The U.S. rulers are on a course to carry out the "Star Wars" program, however. The Pentagon has conducted several tests and spent nearly $100 billion over the last four decades on developing the antimissile system. The military successfully fired a "prototype antimissile weapon" October 3, shooting a mock warhead out of the sky over the Pacific Ocean. Nineteen more tests are scheduled and White House officials said a decision on the missile system will be made next June.

George W. Bush, the Republican front runner for the U.S. presidential election next year, has voiced commitment to deploying the Stars Wars missile system.

"Once [U.S. government officials] become sure that they can defend themselves against our missiles, they will start speaking to us from a position of strength," Russian Gen. Yuri Lebedev said earlier this year.

Russian government officials say they have begun to consult with the Beijing about political and military cooperation in the event the U.S. government discards the ABM treaty. The Chinese news media reported October 3 that two Russian warships docked in Shanghai for joint naval exercises to commemorate the 50th anniversary of the Chinese revolution.

Tensions have been escalating between Washington and Beijing since the Clinton administration floated plans last August to deploy a so-called Theater Missile Defense system in countries that surround China, including Japan, south Korea, and Taiwan. These moves are putting the U.S. rulers on a collision course with the Chinese workers state. They are preparing for the day when they will attempt use military force to dismantle the gains of workers and farmers in China, who threw off the yoke of capitalists and landlords through revolutionary struggle.  
 

Pakistan, India: possible nuke conflict

The regimes in India and Pakistan, which detonated nuclear bombs underground last year, came close to using nuclear weapons against each other in 1990.. New Delhi and Islamabad have fought three wars since gaining independence in 1947. They edged closer to a fourth war this summer over the disputed territory of Kashmir.
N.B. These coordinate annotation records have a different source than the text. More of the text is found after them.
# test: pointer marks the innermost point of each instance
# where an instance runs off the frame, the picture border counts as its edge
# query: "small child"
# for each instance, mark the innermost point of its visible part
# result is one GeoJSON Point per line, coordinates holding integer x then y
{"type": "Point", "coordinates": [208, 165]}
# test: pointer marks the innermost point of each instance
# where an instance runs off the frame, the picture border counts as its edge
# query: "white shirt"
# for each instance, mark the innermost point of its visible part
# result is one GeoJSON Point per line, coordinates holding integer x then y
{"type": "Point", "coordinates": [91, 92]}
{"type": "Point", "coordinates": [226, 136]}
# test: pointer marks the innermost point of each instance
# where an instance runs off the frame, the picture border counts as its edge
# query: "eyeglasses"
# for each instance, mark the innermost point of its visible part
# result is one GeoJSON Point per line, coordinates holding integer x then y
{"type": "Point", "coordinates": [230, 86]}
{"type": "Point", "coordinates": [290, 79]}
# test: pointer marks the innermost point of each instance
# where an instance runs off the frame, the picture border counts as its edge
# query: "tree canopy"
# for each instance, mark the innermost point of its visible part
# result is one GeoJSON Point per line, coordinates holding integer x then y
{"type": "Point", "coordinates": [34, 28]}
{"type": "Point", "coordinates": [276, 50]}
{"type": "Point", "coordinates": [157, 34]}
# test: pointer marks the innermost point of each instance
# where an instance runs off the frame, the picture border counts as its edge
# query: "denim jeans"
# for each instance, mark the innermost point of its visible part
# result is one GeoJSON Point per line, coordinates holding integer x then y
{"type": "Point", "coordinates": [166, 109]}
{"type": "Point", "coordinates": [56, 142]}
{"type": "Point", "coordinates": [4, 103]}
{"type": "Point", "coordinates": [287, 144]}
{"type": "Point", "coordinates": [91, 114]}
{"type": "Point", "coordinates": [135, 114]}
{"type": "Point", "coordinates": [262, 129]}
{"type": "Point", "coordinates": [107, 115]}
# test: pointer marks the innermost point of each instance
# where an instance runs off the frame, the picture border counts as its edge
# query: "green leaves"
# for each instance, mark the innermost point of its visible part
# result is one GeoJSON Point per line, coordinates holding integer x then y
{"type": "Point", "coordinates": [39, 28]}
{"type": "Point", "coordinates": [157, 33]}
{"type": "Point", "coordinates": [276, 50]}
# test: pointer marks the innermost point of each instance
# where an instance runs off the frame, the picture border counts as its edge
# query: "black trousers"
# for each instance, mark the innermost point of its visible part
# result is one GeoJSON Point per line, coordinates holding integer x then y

The day before the U.S. Senate rejected the nuclear test ban treaty, Nawaz Sharif, the prime minister of Pakistan at that time, was ousted in a military coup. Less than two weeks earlier, on October 3, Atal Behari Vajpayee, leader of the Hindu-chauvinist Bharatiya Janata Party (BJP), was reelected prime minister of India. Neither the government of Pakistan nor of India have signed the Comprehensive Test Ban treaty.

At his press conference after the treaty vote, Clinton warned both countries about resuming nuclear testing. When asked about Washington's lack of moral authority to demand that other countries stop nuclear testing, he replied, "we were in battle with the new isolationists in the Republican Party."

U.S. vice president Albert Gore, who pledged to make the nuclear test ban pact a campaign issue in his run for president, said the Republicans listened to "a tiny minority of right-wing extremists" when they voted to reject the treaty.

"A little isolationism would be healthy for America.… We can't fix the whole world," wrote Joseph Farah, whose article opposing the treaty ran on ultrarightist presidential candidate Patrick Buchanan's "GoPatGo2000" campaign website. "There is a role for U.S. foreign intervention. There is a time and place for military involvements… I do not advocate retreating from the world." The ultrarightist argues for winning "the war at home" first and that when the government send forces abroad it must use overwhelming power to guarantee victory. He has used the debate to push his "America First" nationalism, insisting treaties such as this violate "American sovereignty."

Ultraconservative Sen. Jesse Helms, a staunch opponent of the treaty, helped Lott organize its defeat on the Senate floor. He took the occasion of the treaty debate to swipe at Clinton's affair with former White House employee Monica Lewinsky in a sex scandal that prompted impeachment proceedings against the president last year. Reflecting the coarsening of capitalist politics, Helms suggested that British prime minister Anthony Blair might end a treaty-related phone call to Clinton by saying, "Give Monica my regards."